人はやけにあっさり、この世にバイバイするものだ。ついこの間の参院選で奥さんの、若尾文子さんとともに選挙運動をしていた黒川紀章氏が亡くなった。

唐突に東京都知事選に出たときから、不思議だった。長年の盟友、石原都知事の対抗馬として、明らかに勝ち目のない戦いに打って出た。

そして、続けざまの参院選出馬。若尾さんとともに。いや、若尾さんに見守られて、と言ったほうがいいかもしれない。

彼自身が創り出し、いまや普通に使われるようになった「共生」という言葉。その意味するところに未来を託し「共生新党」を旗揚げした。この間、建築家としての仕事も精一杯こなし、命を削り続けた。

ひよっとしたら、近いうちに寿命が尽きるのを覚悟していたのでは。ぼくはそんな思いにとらわれている。

あれだけの名建築を世に残し、いまも世界的に活躍を続け、ふつうなら往年の人気女優だった妻とともにに優雅に余生を過ごすことのできる人だった。

比類なき才能とインテリジェンスに恵まれ尊敬を集める大建築家が、なにも過酷な選挙運動をし、まるでピエロのようにテレビの画面でふるまわなくてもよかったはずだ。

人知れず、彼は悩んでいたのではなかったか。
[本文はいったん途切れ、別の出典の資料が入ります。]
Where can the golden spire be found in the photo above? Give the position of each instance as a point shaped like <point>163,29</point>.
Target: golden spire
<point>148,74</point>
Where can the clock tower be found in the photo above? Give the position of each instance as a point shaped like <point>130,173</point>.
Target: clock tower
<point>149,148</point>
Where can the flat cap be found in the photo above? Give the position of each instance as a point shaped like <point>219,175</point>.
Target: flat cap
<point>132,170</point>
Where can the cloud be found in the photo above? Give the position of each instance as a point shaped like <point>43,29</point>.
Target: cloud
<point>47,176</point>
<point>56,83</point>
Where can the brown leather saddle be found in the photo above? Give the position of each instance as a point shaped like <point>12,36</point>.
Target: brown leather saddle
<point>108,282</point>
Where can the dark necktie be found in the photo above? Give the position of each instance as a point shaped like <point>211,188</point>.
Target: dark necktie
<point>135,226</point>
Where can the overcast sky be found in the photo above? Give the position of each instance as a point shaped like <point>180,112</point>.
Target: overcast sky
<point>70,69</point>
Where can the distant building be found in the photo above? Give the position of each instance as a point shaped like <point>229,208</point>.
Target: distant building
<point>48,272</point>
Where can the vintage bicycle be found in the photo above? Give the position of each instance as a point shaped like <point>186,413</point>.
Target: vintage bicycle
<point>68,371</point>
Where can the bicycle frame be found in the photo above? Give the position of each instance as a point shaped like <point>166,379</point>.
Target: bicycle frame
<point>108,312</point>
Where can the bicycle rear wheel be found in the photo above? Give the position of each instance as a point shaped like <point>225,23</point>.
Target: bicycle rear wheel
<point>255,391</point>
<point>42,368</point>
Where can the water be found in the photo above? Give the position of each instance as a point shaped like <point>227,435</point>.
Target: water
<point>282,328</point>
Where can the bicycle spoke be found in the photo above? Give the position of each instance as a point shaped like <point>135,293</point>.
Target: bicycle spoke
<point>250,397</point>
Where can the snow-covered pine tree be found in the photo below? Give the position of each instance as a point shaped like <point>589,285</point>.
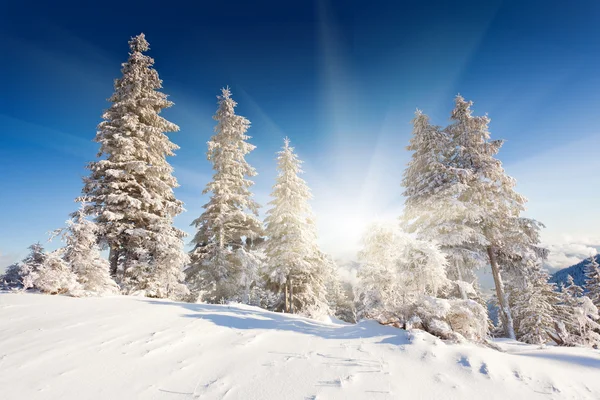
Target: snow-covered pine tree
<point>573,289</point>
<point>220,254</point>
<point>295,266</point>
<point>592,281</point>
<point>576,318</point>
<point>12,276</point>
<point>31,265</point>
<point>535,309</point>
<point>396,271</point>
<point>83,255</point>
<point>55,276</point>
<point>131,187</point>
<point>432,210</point>
<point>490,191</point>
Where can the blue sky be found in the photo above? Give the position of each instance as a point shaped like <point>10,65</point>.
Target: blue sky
<point>341,79</point>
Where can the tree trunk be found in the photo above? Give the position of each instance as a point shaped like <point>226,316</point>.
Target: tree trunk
<point>291,296</point>
<point>287,303</point>
<point>459,276</point>
<point>505,314</point>
<point>113,258</point>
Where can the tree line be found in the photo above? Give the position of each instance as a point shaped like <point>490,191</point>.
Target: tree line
<point>461,213</point>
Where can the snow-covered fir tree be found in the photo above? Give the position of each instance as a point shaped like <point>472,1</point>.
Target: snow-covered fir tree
<point>489,193</point>
<point>296,268</point>
<point>432,209</point>
<point>83,255</point>
<point>592,281</point>
<point>402,281</point>
<point>228,227</point>
<point>573,290</point>
<point>55,276</point>
<point>534,309</point>
<point>396,270</point>
<point>577,319</point>
<point>12,276</point>
<point>31,265</point>
<point>131,186</point>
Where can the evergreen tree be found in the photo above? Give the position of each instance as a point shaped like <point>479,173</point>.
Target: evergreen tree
<point>397,271</point>
<point>432,209</point>
<point>573,290</point>
<point>295,265</point>
<point>592,281</point>
<point>229,224</point>
<point>12,276</point>
<point>31,265</point>
<point>55,276</point>
<point>535,310</point>
<point>131,186</point>
<point>83,255</point>
<point>489,193</point>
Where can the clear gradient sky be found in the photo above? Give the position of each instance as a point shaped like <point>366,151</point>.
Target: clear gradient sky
<point>340,78</point>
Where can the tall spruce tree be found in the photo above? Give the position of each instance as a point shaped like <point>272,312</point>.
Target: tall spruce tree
<point>592,281</point>
<point>489,191</point>
<point>30,266</point>
<point>535,309</point>
<point>131,187</point>
<point>432,210</point>
<point>295,266</point>
<point>83,255</point>
<point>228,226</point>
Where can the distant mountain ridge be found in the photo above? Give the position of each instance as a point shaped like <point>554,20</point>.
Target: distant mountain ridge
<point>576,271</point>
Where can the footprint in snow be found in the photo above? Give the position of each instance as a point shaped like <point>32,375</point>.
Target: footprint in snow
<point>464,361</point>
<point>483,369</point>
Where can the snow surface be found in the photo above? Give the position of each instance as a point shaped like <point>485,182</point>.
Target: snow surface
<point>55,347</point>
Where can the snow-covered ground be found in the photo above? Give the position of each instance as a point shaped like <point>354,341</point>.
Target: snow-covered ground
<point>54,347</point>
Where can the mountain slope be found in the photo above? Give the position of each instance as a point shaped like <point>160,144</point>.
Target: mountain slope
<point>54,347</point>
<point>576,271</point>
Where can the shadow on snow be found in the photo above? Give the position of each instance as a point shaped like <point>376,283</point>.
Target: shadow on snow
<point>242,318</point>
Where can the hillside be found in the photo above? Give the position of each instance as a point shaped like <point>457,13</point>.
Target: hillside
<point>576,271</point>
<point>54,347</point>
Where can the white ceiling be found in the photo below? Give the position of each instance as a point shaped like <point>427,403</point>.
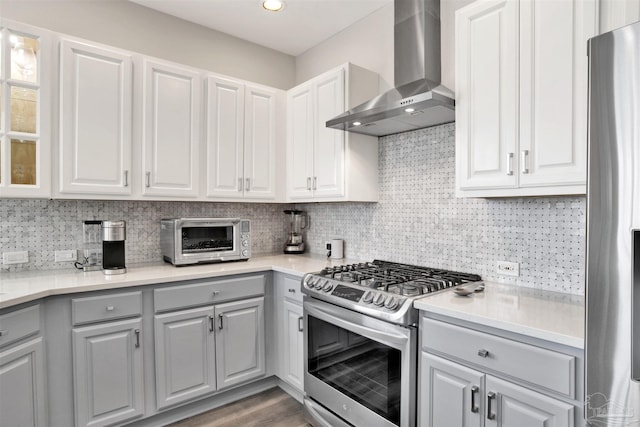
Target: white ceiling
<point>301,25</point>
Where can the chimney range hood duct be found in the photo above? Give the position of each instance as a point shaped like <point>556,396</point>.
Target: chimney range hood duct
<point>418,100</point>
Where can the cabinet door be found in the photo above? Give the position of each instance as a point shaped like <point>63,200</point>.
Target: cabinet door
<point>171,122</point>
<point>328,145</point>
<point>22,399</point>
<point>240,351</point>
<point>225,138</point>
<point>487,95</point>
<point>553,90</point>
<point>294,349</point>
<point>300,136</point>
<point>185,355</point>
<point>26,71</point>
<point>95,121</point>
<point>108,373</point>
<point>515,406</point>
<point>260,143</point>
<point>449,395</point>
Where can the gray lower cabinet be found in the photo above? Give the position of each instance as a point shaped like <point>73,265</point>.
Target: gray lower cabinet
<point>108,373</point>
<point>185,355</point>
<point>240,346</point>
<point>293,350</point>
<point>22,399</point>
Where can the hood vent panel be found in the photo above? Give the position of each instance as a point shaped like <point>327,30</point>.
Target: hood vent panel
<point>417,78</point>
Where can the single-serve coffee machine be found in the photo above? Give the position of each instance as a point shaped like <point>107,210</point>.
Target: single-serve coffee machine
<point>113,237</point>
<point>298,220</point>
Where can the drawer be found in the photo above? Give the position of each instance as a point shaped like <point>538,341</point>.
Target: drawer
<point>292,289</point>
<point>206,292</point>
<point>19,324</point>
<point>106,307</point>
<point>546,368</point>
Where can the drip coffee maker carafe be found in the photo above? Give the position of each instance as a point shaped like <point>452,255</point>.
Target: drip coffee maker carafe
<point>297,221</point>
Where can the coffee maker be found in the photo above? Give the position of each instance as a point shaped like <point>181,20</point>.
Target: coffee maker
<point>297,221</point>
<point>113,237</point>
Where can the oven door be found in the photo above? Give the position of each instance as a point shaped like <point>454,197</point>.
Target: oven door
<point>204,240</point>
<point>360,368</point>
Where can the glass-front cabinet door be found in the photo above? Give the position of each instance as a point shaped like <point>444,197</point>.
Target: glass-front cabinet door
<point>25,131</point>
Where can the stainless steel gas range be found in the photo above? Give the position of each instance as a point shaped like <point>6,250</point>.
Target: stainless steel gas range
<point>360,341</point>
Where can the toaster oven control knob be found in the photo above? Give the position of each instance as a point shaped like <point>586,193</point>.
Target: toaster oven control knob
<point>367,297</point>
<point>379,300</point>
<point>391,303</point>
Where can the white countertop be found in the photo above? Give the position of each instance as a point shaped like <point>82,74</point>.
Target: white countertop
<point>17,288</point>
<point>551,316</point>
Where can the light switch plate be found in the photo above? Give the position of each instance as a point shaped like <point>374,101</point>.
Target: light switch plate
<point>19,257</point>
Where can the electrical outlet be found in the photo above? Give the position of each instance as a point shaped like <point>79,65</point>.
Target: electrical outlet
<point>508,268</point>
<point>66,256</point>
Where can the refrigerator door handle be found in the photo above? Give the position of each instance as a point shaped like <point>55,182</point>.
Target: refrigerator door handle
<point>635,308</point>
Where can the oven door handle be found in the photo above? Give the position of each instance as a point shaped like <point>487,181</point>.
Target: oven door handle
<point>394,336</point>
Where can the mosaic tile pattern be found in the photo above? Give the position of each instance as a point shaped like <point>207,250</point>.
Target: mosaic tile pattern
<point>44,226</point>
<point>418,220</point>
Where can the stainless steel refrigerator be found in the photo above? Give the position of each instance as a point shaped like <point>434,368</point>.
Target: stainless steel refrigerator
<point>612,392</point>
あるいは、夫婦だけが知っている病との闘いがあったかもしれない。そして男として、「いつかは」と夢に描いていたことを、最後にやってみたかったのかもしれない。

参院選では、豪華クルーザーを夢の島マリーナから走らせた。はるかかなたの客船に向かい「観音様!」と叫んで、両手をグルグルまわした。

潮風に吹かれセンチメンタルな表情ものぞかせた。東京湾をながめ渡し「今回は奥さんと一緒だから心強いね」とつぶやいた。

夜の有楽町で、多くの聴衆を前に「私は、日本の文化と芸術を伝える若尾文子という人間にひかれています」と選挙とは関係のない“迷演説”をしてみせた。

妻への愛の告白のつもりであったのかもしれない…と、ここまで書いたところで、若尾さんの談話が入ってきた。病院のベッドでの二人の最後の会話である。

「私、いい奥さんじゃなかったわよね」
「そんなことない。そんなことない。本当に好きだった」

見当違いかもしれないが黒川紀章は二つの選挙を通じ、ある種の「自殺」をしたのだと思う。

自分の死期を知り、世間にも、妻にも、友人にも、彼独特のやりかたで遺言を残し、燃え尽きて逝ったのだ。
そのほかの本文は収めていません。